I currently have survey data where a set of Likert-type questions appears twice in the dataset and the set of questions a participant answered depends on an initial response to a binary "check" question. My goal is to merge the sets of duplicate questions. The data looks something like this:
Check | Q1 | Q2 | Q3 | Q1.1 | Q2.1 | Q3.1 |
---|---|---|---|---|---|---|
1 | 5 | 5 | 4 | |||
1 | 2 | 5 | 3 | |||
2 | 4 | 6 | 3 | |||
2 | 4 | 2 | 1 |
...where Q1.1 is a duplicate of Q1, and so on for Q2 and Q3
And I'd like my final output to look like this:
Check | Q1 | Q2 | Q3 |
---|---|---|---|
1 | 5 | 5 | 4 |
1 | 2 | 5 | 3 |
2 | 4 | 6 | 3 |
2 | 4 | 2 | 1 |
I've been testing out a variety of ideas using things like for-loops, sapply, paste, and cbind. I've run into walls with each of them, particularly because I need to somehow match questions (ex. Q1 gets Q1.1's value when check==2) and run this over a set of multiple columns in one dataset.
Any help on this would be greatly appreciated!
CodePudding user response:
If the missing elements are NA
, pivot_longer
can be used
library(tidyr)
pivot_longer(df1, cols = -Check, names_pattern = "^(Q\\d ).*",
names_to = ".value", values_drop_na = TRUE)
-output
# A tibble: 4 × 4
Check Q1 Q2 Q3
<int> <int> <int> <int>
1 1 5 5 4
2 1 2 5 3
3 2 4 6 3
4 2 4 2 1
data
df1 <- structure(list(Check = c(1L, 1L, 2L, 2L), Q1 = c(5L, 2L, NA,
NA), Q2 = c(5L, 5L, NA, NA), Q3 = c(4L, 3L, NA, NA), Q1.1 = c(NA,
NA, 4L, 4L), Q2.1 = c(NA, NA, 6L, 2L), Q3.1 = c(NA, NA, 3L, 1L
)), class = "data.frame", row.names = c(NA, -4L))
CodePudding user response:
In the check column do the numbers represent individuals? Does each individual have 2 rows of data?
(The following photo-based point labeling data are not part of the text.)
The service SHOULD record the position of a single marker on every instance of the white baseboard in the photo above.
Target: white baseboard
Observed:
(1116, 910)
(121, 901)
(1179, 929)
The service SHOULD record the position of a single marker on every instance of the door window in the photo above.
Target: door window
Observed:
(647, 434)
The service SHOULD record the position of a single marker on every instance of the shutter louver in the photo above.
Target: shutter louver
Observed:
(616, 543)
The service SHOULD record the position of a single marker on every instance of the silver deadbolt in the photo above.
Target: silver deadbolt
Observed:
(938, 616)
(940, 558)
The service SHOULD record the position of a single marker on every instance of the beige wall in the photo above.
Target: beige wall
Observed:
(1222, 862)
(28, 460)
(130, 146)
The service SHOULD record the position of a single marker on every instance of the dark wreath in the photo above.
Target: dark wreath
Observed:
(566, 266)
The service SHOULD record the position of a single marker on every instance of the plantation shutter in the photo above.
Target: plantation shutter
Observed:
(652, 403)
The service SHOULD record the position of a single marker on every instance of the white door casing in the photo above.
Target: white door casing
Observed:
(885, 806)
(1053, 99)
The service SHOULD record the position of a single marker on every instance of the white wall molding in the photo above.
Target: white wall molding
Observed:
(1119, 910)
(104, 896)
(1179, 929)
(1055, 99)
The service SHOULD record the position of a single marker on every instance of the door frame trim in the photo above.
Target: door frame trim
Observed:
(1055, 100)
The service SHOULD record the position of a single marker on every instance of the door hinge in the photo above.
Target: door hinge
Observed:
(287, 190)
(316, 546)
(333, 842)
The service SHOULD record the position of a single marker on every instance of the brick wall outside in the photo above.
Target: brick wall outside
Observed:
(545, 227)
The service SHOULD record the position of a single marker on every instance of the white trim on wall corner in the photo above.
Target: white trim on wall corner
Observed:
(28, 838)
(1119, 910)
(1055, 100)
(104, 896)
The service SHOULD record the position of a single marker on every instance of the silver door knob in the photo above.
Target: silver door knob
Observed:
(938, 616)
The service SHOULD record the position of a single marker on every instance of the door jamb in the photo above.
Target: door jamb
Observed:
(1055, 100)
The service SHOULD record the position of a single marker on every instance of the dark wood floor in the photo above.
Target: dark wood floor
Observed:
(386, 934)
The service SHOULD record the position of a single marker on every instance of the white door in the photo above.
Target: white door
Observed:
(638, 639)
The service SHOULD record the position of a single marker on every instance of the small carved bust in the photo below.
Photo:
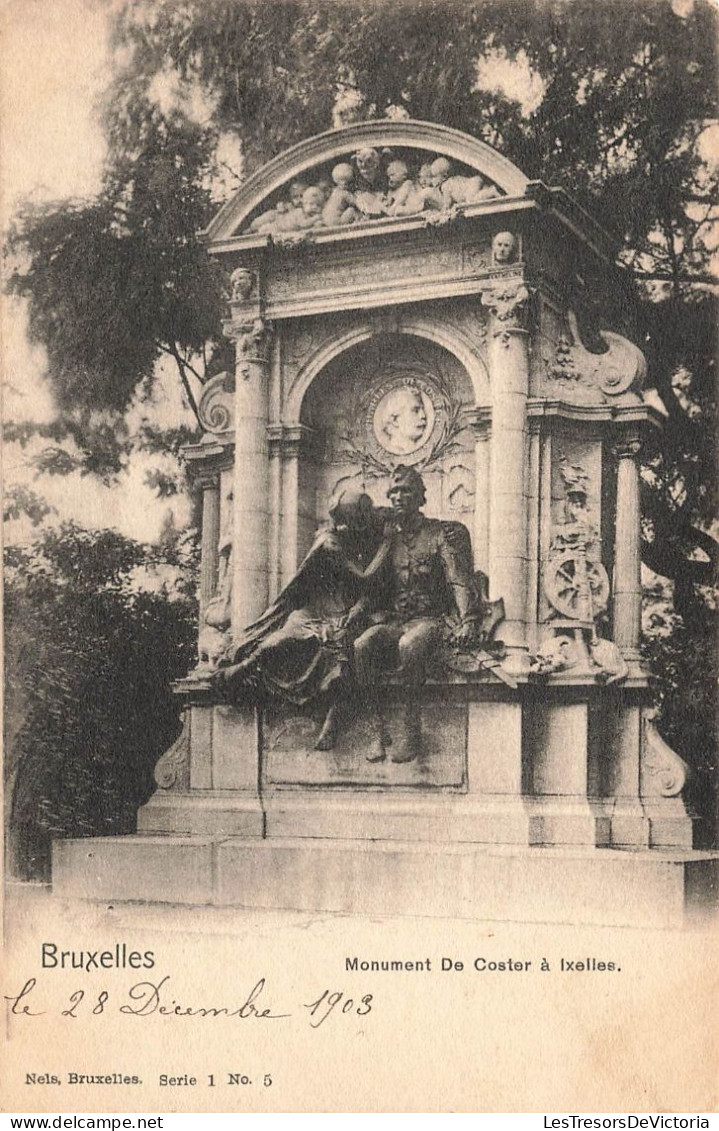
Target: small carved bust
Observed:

Or is this example table all for a single individual that will have 4 rows of data?
If all 4 rows are for 1 person I would structure the table like this if its not already.
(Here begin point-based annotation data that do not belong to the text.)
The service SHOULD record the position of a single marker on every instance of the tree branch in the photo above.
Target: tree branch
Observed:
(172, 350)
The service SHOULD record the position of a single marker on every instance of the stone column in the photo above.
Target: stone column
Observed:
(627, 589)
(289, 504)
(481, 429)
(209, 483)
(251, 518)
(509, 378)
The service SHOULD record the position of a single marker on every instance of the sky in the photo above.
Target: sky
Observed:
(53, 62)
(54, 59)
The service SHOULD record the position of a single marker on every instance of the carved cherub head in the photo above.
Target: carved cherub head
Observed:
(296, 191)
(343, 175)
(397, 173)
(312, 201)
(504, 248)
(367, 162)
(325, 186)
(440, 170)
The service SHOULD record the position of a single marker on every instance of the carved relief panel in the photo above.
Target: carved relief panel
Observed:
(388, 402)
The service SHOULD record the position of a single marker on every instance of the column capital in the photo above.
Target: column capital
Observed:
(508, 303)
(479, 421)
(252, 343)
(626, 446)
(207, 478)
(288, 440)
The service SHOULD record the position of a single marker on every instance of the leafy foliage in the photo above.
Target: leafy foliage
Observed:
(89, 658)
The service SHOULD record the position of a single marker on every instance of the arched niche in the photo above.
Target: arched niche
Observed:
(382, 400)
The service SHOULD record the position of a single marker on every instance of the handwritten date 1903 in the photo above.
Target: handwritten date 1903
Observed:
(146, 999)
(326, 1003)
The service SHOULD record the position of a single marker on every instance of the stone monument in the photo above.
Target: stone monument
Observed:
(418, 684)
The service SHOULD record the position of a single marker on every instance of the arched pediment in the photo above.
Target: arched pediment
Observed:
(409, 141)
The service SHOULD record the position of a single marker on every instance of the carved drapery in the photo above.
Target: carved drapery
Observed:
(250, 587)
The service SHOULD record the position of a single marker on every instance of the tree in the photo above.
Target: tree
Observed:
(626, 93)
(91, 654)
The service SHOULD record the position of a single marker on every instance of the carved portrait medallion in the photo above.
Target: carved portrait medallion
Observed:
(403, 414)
Subject Check Q1 Q2 Q3 Q1_1 Q2_1 Q3_1
1 1
1 1
1 2
1 2
There are endless ways of doing this. Based on my knowledge I would subset the dataset into 2 tables for each subject, one for check - 1 and one for check = 2, and then just use rbind to stack them on top of each other. That is what poppiytt did when they created an example dataset but they didn't add a column for subject.
data1 <- (data, check == 1, select = c(subject, check, Q1, Q2, Q3))
data2 <- (data, check == 2, select = c(subject, check, Q1_1, Q2_1, Q3_1))
data3 <- rbind(data1, data2)
I'm sure there is a more efficient way to do this but this will work.